3D hierarchical ZnOHF nanoflowers with mean diameter of 200 nm have been synthesized via a simple template-free hydrothermal route by using (NH₄)₂SiF₆ as the fluoride source. The crystalline phase and morphologies of the as-prepared products have been characterized by XRD, SEM and TEM. The XRD results show that the products are well-crystallized orthorhombic phase of ZnOHF. The SEM and TEM results indicate that the ZnOHF nanoflowers are assembled by numerous nanoflakes with mean thickness of 20 nm.
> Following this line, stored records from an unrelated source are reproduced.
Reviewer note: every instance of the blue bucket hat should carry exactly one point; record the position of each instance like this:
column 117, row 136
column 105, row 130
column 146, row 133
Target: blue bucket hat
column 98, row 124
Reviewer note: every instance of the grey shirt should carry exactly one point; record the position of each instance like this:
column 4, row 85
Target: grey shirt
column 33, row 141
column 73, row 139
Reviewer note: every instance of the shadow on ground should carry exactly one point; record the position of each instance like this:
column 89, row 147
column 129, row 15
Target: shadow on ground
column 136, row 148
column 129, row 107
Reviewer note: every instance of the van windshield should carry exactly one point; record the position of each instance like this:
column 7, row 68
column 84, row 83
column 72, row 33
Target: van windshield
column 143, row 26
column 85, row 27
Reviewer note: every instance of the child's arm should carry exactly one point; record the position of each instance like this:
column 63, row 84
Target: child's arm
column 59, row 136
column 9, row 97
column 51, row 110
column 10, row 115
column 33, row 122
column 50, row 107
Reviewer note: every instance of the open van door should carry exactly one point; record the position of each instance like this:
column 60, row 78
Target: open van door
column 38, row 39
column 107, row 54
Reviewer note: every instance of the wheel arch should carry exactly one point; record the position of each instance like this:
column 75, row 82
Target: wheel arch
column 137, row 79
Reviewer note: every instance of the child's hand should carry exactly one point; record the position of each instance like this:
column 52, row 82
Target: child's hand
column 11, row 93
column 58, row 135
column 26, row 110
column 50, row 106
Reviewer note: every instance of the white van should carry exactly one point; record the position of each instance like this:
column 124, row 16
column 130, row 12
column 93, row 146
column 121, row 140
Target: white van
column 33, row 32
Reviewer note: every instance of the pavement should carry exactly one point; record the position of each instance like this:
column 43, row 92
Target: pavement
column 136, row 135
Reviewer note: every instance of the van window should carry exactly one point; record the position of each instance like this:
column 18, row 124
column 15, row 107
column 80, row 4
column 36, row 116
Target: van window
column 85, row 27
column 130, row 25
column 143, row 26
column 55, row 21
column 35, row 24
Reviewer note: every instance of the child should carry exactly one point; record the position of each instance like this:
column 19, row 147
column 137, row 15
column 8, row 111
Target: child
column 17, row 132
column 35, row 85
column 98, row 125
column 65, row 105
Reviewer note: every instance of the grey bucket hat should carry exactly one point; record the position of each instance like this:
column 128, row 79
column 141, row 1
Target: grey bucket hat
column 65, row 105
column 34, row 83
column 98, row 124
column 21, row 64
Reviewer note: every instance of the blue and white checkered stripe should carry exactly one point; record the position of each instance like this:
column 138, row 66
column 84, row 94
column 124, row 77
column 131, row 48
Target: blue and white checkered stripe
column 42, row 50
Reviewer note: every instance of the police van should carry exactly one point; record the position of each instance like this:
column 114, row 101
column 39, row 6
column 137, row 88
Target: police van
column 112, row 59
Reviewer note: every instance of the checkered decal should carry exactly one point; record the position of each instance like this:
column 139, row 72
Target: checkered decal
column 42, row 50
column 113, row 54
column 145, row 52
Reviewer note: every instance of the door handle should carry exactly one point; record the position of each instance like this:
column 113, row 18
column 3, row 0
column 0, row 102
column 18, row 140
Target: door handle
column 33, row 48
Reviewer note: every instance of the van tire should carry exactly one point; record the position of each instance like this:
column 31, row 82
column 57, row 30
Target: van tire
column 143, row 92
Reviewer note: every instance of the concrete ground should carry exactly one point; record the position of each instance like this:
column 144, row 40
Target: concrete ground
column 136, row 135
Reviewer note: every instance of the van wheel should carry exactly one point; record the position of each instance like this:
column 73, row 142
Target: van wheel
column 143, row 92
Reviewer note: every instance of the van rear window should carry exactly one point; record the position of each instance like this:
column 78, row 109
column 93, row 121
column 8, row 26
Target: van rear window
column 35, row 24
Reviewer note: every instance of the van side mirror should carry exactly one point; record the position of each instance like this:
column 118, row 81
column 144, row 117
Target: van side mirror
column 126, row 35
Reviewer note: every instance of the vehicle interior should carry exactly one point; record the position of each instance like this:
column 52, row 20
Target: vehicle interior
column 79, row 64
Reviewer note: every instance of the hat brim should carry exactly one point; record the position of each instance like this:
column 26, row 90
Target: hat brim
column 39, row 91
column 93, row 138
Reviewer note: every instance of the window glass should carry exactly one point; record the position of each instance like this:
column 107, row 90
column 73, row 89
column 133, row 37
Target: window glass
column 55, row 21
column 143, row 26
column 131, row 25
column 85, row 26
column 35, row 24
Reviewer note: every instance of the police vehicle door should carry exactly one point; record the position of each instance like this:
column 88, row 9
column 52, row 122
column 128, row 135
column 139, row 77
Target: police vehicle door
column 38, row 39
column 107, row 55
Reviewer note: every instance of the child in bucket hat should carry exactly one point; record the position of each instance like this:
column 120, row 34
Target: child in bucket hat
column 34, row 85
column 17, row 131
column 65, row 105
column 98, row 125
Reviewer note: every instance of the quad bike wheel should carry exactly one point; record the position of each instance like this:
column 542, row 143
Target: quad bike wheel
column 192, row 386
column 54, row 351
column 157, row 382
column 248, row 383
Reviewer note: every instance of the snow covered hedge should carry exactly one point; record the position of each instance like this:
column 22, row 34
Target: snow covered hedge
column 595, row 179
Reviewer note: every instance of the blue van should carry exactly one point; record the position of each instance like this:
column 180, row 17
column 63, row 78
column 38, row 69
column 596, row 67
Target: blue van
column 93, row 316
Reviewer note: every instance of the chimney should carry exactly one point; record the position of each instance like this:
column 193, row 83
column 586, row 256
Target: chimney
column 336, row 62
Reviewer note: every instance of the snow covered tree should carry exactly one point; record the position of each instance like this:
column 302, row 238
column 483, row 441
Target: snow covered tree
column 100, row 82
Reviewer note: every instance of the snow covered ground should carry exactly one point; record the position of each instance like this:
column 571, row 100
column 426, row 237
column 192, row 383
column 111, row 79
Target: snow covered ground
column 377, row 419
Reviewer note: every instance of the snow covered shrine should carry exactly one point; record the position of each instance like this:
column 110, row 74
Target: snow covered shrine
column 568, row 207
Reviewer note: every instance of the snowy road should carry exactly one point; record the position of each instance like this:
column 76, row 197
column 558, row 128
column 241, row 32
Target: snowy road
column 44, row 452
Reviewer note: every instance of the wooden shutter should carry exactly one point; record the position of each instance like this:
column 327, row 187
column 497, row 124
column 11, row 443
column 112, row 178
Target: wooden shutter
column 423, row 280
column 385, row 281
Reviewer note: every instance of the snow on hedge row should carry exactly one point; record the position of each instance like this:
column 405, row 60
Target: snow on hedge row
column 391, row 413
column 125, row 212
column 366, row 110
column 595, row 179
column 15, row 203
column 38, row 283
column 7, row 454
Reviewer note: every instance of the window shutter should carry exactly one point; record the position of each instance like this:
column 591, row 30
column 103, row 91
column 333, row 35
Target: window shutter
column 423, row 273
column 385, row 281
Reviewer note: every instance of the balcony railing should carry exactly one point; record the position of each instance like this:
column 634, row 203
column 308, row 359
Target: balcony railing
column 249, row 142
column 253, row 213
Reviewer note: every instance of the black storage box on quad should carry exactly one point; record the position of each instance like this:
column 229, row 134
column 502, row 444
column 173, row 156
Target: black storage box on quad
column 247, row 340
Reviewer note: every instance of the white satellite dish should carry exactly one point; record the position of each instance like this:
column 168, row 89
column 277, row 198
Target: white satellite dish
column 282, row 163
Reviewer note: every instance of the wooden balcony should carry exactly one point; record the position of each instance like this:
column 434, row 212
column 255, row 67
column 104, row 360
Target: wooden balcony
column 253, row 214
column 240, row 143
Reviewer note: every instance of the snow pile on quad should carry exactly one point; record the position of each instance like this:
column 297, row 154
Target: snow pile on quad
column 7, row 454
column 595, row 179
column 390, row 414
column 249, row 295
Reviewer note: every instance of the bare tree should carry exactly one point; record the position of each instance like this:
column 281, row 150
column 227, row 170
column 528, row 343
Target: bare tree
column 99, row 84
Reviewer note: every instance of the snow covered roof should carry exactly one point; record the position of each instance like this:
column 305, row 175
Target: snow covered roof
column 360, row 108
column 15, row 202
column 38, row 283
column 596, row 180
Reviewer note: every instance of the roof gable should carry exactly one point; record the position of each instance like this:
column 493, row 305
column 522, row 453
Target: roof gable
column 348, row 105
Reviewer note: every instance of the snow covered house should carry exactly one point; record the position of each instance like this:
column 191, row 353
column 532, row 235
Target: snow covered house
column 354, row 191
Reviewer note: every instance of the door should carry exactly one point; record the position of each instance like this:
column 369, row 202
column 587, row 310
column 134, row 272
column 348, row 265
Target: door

Some factors influencing the morphologies of the ZnOHF nanostructures have been systematically investigated, such as the reaction time, temperature and fluoride source. A growth mechanism is proposed on the basis of a series of time-dependent morphological evolution results. The hierarchical ZnOHF nanoflowers exhibit a high specific surface area up to 97.1919 m² g⁻¹ with a pore size of 50.098 nm. The as-obtained ZnOHF can be transformed into ZnO nanoflowers by calcination in air at 600 °C. The photocatalytic properties of ZnOHF have been studied by the decomposition of methyl orange (MO) under UV light irradiation. The results indicate that the flower-like ZnO nanostructures are chemically stable, and the efficiency remained almost the same after five times recycling.